Nothing. Nothing. Then—a response: an error, which still meant the door was listening.
She thumb moved faster. Signal. Encode Again.
The handshake held.
In.
The smartcomm buzzed against brushed metal, tickling her eardrums.
Minutes dragged. Then eight digits blinked up: 11092169.
Simonee leaned back. “That’s your birthday.” Dalia’s lips pulled in.
“Not very original,” Mason grumbled.
Simonee entered the keycode. The projected keypad vanished, replaced by a green circle; the magnet let go and her smartcomm clacked to the floor—
—but the door didn’t open.
“Now what?” Ragana growled.
“Tertiary authentication: voice print and passphrase required.”
Simonee’s fingers shredded through the air-sheet—no change, no confirmation.
“I can’t,” Simonee said, heat in her throat. “There’s nothing for me to access. I can’t bypass tertiary.”
Dalia let out a slow breath. “So… all of this—”
“Dalia Ledas voice match confirmed. Good afternoon, Ms. Ledas. Please state your passphrase?”
Simonee looked at Dalia—because of course. “This was always meant for you.”
Dalia stared at the door, blinking hard. Her fists clenched. “Father… you son of a bitch.” The words came out as a low growl.
“Incorrect passphrase. Please try again. You have two more attempts before a twenty-four-hour lockout,” the voice chirped.
Ragana’s smile pulled tight over her teeth. “Think quietly. We don’t get to do this again tomorrow.”
A tear slipped free and Dalia reached out a hand to Simonee. Simonee took it—held on.
“It’ll be something you both know,” Simonee said. “Something he’d think mattered.”
Dalia closed her eyes. “Legacy.”
“Incorrect passphrase. Please try again. You have one more attempt before a twenty-four-hour lockout,” the system chirped—sharper now.
“That would be too obvious,” Ragana said.

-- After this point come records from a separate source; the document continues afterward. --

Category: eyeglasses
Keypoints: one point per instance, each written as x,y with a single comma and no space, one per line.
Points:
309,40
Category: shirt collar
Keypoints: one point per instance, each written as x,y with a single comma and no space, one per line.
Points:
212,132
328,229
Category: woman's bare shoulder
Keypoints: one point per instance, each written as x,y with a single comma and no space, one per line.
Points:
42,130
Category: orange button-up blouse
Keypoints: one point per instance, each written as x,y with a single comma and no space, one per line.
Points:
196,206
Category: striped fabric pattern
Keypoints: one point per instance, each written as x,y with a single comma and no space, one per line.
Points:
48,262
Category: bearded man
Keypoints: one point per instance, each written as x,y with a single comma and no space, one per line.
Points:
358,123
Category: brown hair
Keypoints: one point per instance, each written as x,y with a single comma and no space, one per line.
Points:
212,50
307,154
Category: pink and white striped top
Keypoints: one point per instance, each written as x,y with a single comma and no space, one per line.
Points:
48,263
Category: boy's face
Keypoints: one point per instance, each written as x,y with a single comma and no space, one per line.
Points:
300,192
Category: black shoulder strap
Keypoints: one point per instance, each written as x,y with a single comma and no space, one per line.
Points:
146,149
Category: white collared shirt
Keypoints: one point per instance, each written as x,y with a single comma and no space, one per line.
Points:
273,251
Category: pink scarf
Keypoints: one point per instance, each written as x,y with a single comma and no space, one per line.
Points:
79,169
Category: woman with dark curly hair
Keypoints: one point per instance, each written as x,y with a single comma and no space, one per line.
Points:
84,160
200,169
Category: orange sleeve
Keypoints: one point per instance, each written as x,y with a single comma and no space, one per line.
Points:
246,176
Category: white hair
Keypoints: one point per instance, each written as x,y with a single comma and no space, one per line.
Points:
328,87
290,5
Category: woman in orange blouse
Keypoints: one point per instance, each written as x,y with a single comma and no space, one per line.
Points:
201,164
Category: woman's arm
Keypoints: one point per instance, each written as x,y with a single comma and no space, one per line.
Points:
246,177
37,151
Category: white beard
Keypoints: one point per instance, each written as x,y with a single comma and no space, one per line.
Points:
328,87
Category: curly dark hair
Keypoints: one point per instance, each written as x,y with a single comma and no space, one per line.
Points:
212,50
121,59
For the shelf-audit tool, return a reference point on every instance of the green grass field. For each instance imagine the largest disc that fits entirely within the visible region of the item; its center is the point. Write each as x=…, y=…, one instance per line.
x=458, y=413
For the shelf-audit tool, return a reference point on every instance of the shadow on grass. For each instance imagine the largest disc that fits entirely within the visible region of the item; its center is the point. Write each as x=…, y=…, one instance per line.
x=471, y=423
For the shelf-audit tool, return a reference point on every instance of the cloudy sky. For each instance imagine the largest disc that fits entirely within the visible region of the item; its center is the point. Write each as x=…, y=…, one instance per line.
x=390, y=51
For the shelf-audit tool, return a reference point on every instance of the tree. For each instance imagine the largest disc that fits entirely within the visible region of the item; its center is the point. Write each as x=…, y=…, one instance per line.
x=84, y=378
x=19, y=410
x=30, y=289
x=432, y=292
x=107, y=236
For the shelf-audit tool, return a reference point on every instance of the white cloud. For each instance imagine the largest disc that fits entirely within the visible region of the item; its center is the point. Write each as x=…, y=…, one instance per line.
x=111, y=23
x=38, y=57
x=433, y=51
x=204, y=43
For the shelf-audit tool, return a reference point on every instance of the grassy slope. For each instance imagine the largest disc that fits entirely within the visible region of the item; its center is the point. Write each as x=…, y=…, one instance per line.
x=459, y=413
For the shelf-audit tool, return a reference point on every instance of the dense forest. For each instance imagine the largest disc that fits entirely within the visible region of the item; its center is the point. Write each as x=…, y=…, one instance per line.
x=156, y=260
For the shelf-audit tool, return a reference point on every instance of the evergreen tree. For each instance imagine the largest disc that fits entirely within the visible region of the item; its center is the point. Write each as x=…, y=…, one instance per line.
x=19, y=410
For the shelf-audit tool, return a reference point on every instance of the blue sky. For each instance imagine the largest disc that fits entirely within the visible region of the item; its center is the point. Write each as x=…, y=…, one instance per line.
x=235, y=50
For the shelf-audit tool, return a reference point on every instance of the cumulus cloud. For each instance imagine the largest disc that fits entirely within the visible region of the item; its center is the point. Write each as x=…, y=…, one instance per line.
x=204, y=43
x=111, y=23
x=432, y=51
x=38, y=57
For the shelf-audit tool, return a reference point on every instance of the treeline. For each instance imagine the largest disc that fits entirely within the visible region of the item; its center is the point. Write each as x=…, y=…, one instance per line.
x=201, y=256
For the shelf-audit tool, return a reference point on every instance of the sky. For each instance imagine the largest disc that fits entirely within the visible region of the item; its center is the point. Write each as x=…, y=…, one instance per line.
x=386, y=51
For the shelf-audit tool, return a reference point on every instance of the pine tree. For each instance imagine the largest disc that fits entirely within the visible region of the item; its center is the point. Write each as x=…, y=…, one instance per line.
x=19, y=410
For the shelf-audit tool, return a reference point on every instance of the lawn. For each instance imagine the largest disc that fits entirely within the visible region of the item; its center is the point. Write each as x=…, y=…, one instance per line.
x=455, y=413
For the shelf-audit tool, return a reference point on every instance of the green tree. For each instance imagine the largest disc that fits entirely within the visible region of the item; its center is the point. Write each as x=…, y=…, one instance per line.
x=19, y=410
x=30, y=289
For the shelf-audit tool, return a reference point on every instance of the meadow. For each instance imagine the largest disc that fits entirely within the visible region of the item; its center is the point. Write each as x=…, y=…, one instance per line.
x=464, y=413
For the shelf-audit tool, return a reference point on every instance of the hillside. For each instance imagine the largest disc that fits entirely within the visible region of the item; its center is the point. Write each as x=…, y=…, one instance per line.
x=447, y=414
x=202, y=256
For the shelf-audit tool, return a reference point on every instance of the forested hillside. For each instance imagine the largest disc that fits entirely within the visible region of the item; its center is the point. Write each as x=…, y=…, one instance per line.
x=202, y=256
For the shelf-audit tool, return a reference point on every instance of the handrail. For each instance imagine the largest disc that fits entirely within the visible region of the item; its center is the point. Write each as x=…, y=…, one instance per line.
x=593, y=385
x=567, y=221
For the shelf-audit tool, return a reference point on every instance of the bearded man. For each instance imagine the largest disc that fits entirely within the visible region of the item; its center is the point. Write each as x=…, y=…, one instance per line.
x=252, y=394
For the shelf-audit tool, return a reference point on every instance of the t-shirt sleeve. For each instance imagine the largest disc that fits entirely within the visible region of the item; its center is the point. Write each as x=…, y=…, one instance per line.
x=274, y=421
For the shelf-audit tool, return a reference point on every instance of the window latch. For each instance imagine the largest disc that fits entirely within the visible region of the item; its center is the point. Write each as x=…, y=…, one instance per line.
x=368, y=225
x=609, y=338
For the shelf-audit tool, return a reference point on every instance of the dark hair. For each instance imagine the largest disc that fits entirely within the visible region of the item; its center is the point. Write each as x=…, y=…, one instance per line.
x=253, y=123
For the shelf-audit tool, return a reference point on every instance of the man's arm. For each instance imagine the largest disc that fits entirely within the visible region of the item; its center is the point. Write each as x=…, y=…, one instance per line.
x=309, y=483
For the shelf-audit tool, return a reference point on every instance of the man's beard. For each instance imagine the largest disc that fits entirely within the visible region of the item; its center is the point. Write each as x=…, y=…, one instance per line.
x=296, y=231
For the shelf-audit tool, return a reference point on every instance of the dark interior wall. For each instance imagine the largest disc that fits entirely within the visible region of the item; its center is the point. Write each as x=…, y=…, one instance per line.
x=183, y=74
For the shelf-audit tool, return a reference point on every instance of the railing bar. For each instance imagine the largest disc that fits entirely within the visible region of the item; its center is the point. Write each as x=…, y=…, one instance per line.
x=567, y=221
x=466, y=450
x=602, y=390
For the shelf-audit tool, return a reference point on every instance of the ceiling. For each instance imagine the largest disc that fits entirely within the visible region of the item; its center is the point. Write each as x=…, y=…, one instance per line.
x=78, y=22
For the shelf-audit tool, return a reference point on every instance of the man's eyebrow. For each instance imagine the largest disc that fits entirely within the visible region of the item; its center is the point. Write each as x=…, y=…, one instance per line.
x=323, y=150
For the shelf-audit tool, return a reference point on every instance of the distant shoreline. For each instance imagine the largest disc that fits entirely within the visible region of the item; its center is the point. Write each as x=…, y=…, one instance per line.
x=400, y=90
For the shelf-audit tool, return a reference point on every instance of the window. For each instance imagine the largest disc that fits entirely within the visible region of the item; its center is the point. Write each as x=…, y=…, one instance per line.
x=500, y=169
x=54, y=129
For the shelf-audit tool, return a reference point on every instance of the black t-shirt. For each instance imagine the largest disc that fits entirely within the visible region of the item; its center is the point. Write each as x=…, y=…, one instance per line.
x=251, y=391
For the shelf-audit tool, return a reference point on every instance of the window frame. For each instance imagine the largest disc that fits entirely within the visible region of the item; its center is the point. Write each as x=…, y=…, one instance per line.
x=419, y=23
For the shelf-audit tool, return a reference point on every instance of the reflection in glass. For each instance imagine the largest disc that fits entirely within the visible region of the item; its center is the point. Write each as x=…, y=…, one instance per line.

Simonee caught Dalia’s gaze and cupped her cheek. “Breathe. Think of something only you two talk about. A catchphrase. A name.”
Dalia’s mouth parted; her hand went to her stomach. Then her lips twitched up, something bright flickering in her eyes, and she pulled Simonee in—lips warm, firm—before she pulled away and faced the door.
“Gėlė,” she said. “He told me to remember Gėlė.”
Ragana’s head jerked toward Dalia; she scowled.
“Passphrase accepted.”
The display disappeared; the light went out. The keycard ejected halfway with a click. The door slid open.
White light poured out—too bright, all at once. Dalia entered first, followed stiffly by Ragana.
Mason leaned in close. “Well, little hacker—you wanted to know what the fuss was about.” He stepped aside, palm open to the doorway. “After you.”